To upload sequences, select the sequence type (Fig. 7A) and then choose a single file (Fig. 7B) and click "Upload".  While the file is uploading, complete the rest of the webform with the information about the assembly version number.  GenSAS will add the assembly and annotation version numbers to the output files during the "Publish" step.  Then check on the progress of the file upload.  Once the file has successfully uploaded, click the "Submit Sequences" button at the bottom of the page to add your sequences to GenSAS.  If you do not click "Submit Sequences," the files will not be added.  Please note that after submitting sequences to GenSAS, the file is processed by GenSAS and it make take awhile before the file appears in the "Available Sequences" section (especially true for large sequence files).  The Sequence Group will not be available for use in a project until it appears on the table.

Figure 8.  Subset Sequences section of Sequences tab.
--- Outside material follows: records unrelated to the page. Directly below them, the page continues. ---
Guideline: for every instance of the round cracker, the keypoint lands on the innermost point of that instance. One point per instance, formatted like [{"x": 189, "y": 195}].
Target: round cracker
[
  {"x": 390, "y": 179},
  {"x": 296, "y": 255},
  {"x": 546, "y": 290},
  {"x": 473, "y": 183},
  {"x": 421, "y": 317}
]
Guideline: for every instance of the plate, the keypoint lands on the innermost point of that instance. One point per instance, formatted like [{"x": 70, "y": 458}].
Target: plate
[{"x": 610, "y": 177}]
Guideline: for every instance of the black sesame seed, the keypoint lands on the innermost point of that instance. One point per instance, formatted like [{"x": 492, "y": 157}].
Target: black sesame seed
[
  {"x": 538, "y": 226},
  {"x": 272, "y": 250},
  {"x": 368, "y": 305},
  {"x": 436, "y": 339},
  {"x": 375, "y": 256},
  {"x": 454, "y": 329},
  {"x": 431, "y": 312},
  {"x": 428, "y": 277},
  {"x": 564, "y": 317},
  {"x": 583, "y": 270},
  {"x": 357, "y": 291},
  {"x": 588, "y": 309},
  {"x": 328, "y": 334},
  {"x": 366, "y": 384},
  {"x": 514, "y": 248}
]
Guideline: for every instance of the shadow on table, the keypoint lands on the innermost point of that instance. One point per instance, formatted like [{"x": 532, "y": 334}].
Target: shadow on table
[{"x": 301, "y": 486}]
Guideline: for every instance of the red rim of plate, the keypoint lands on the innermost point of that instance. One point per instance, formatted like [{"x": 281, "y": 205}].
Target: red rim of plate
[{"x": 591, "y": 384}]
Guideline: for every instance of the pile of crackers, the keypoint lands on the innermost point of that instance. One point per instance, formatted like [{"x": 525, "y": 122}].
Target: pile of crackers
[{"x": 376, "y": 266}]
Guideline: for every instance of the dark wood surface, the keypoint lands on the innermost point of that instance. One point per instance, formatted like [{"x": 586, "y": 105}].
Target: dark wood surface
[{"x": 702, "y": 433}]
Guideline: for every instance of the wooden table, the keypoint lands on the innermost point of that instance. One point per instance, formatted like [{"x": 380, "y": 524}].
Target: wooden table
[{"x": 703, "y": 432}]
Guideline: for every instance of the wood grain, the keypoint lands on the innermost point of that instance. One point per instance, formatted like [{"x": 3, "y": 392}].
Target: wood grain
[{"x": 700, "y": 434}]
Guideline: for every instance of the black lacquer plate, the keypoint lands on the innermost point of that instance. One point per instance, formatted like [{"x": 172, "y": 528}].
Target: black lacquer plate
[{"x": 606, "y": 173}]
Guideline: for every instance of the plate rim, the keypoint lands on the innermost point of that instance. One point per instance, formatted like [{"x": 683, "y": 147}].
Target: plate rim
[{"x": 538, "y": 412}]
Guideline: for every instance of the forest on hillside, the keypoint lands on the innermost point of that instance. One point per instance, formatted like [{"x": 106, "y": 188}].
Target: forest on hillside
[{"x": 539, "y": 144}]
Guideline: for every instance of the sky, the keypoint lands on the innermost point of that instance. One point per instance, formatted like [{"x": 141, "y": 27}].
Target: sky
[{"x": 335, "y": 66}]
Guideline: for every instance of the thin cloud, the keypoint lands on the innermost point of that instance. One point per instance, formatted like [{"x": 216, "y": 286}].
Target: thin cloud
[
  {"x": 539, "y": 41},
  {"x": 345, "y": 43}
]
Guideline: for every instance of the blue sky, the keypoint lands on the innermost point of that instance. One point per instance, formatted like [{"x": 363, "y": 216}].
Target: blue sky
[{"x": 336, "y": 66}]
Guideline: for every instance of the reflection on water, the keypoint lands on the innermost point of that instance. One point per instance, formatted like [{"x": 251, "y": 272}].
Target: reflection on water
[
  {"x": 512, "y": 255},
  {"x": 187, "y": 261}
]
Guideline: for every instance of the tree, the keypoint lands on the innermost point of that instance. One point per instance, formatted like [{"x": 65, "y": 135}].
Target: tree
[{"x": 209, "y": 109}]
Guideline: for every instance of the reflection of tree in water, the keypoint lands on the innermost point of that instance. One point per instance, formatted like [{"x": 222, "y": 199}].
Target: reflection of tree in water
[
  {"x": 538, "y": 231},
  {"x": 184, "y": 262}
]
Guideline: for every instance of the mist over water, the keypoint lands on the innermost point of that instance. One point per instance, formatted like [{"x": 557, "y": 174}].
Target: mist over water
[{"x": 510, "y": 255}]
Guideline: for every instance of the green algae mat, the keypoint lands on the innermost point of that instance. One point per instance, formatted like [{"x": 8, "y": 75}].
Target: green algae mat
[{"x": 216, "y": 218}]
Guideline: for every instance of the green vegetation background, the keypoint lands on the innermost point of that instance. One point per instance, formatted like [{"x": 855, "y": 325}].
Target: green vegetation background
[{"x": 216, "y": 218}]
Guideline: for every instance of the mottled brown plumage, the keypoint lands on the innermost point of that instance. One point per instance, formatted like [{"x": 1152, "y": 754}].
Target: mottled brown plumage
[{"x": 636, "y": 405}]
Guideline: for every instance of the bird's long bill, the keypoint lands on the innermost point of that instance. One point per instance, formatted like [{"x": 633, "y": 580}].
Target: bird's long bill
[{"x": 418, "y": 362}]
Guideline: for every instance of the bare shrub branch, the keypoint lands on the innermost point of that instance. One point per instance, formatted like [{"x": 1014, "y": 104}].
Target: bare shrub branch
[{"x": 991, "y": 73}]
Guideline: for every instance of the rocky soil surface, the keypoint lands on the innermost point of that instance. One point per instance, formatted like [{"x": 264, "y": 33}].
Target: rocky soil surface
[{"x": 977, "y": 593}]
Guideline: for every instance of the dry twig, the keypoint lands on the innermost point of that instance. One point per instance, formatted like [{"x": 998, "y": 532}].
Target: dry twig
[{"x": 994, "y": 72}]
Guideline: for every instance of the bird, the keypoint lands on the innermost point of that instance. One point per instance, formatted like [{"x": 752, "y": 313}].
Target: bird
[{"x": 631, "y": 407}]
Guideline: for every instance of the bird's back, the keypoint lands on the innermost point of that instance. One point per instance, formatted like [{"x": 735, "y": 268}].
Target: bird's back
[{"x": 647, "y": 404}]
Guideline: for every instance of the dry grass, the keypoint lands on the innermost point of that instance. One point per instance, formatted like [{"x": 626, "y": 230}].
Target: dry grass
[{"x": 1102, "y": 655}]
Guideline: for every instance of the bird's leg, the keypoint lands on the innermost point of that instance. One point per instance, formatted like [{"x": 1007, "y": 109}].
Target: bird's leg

GenSAS also has the ability to create sequence subsets from any Sequence Group with multiple sequences.  If you are doing a whole genome annotation, or other project with numerous contigs or scaffolds, we highly recommend trying out GenSAS on a smaller subset of sequences so you can optimize the tools settings and can determine which tools work best for your DNA sequences prior to annotating the whole genome.  Sequence subsets can be created using the "Subset Sequences" option (Fig. 8).  To create a subset, choose the Sequence Group from your previously uploaded sequences using the drop-down menu.  You can then filter out sequences by sequence name (Fig. 8A) or minimum size (Fig. 8B).  The sequence names can either be entered in the text box, or you can upload a text file of sequence names (one sequence name per line).  After setting the filtering options, provide a name for the sequence subset and click "Subset Sequences."  Sequence groups created using "Subset Sequences" are shown in the Subset sequences table in the "Available Sequences" section (Fig. 9A).  Once the subset appears on this table, the sequence group can be used in a GenSAS project.

Figure 9. Subset Sequences that are available for use in GenSAS.

If you also have chloroplast, mitochondria, plastid, or plasmid DNA as scaffolds in your eurkaryotic genome project, we recommend separating those sequences out into indiividual projects so they will be annotated with tools more appropriate for those DNA types.